Assess reasons for living or protective factors for this person.

  • How do you feel about your own future?
  • What would help you to feel or think more positively, optimistically or hopefully about your future?
  • What would make it more (or less) likely that you would try to take your own life?
  • What happens in your life to make you wish to die or to escape from life?
  • What happens in your life to help you to want to live?
  • If you began to have thoughts of harming or killing yourself again, what would you do to prevent them?

For individuals with psychosis, ask specifically about hallucinations and delusions.
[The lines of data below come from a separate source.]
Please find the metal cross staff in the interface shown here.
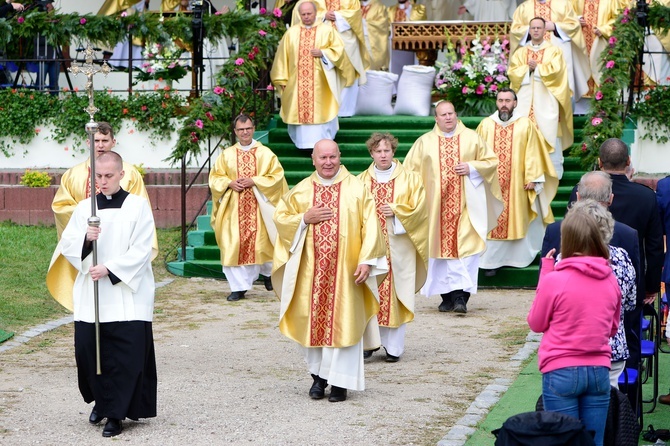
[69,44,112,375]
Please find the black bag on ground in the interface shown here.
[535,387,640,446]
[493,411,595,446]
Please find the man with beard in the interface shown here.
[507,17,574,179]
[403,101,502,314]
[477,88,558,275]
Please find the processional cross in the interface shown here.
[69,44,112,375]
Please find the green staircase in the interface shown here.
[168,116,584,288]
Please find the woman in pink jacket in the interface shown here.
[527,208,621,446]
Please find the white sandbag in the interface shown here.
[356,70,398,115]
[394,65,435,116]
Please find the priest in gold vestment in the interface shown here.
[361,0,391,71]
[209,114,288,301]
[572,0,621,98]
[507,19,574,179]
[358,133,428,362]
[272,140,387,402]
[477,88,558,275]
[47,122,158,311]
[510,0,591,100]
[404,101,502,314]
[270,2,355,150]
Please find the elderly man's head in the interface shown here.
[312,139,340,180]
[577,171,614,207]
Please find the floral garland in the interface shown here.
[433,35,509,116]
[0,8,285,164]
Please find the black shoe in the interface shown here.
[88,407,105,424]
[226,291,246,302]
[454,296,468,314]
[102,418,123,437]
[437,292,454,313]
[386,352,400,362]
[263,276,274,291]
[363,347,379,359]
[328,386,347,403]
[309,375,328,400]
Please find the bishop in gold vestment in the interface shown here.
[404,101,502,313]
[358,133,428,362]
[510,0,591,100]
[272,140,387,401]
[209,115,288,301]
[270,4,355,149]
[477,89,558,270]
[507,32,574,179]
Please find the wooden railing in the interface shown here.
[391,21,512,66]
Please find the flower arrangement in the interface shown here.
[433,36,509,116]
[135,36,187,84]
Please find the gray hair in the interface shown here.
[577,170,612,205]
[568,198,614,244]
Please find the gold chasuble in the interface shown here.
[270,23,356,125]
[477,113,558,240]
[47,159,158,311]
[509,0,585,53]
[272,166,386,348]
[361,0,391,70]
[404,120,502,259]
[358,160,428,328]
[572,0,621,89]
[209,141,288,266]
[507,41,574,150]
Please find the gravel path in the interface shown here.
[0,278,534,446]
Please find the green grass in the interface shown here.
[0,222,181,333]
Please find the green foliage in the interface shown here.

  • Can you describe the voices you hear?
  • Can you tell if they are male or female?
  • Can you stop the voices?
  • How many different voices do you hear?
  • Do you hear these voices from within your own mind, or do they seem to come from somewhere outside of you?
  • Do you know who these voices are? Do you recognize them?
  • What do the voices say to you? Do they say anything positive, or do they say negative or hurtful things to you? Do they threaten you or anyone else?
  • How do you cope with the voices? Do you do anything about them?
  • Do they command you to do anything? If so what kinds of things do they ask you to do?
  • Have you ever done what the voices ask you to do? What led you to obey the voices? If you tried to resist them, what made it hard to do?
  • Have there been times when the voices told you to hurt or kill yourself? How frequently has this happened? What happened?

Consider assessing the patient’s potential to harm others in addition to him/ herself.

  • Are you having any thoughts of harming other people?
  • Are there other people you would want to die with you?
  • Are there others who you think would be unable to go on without you?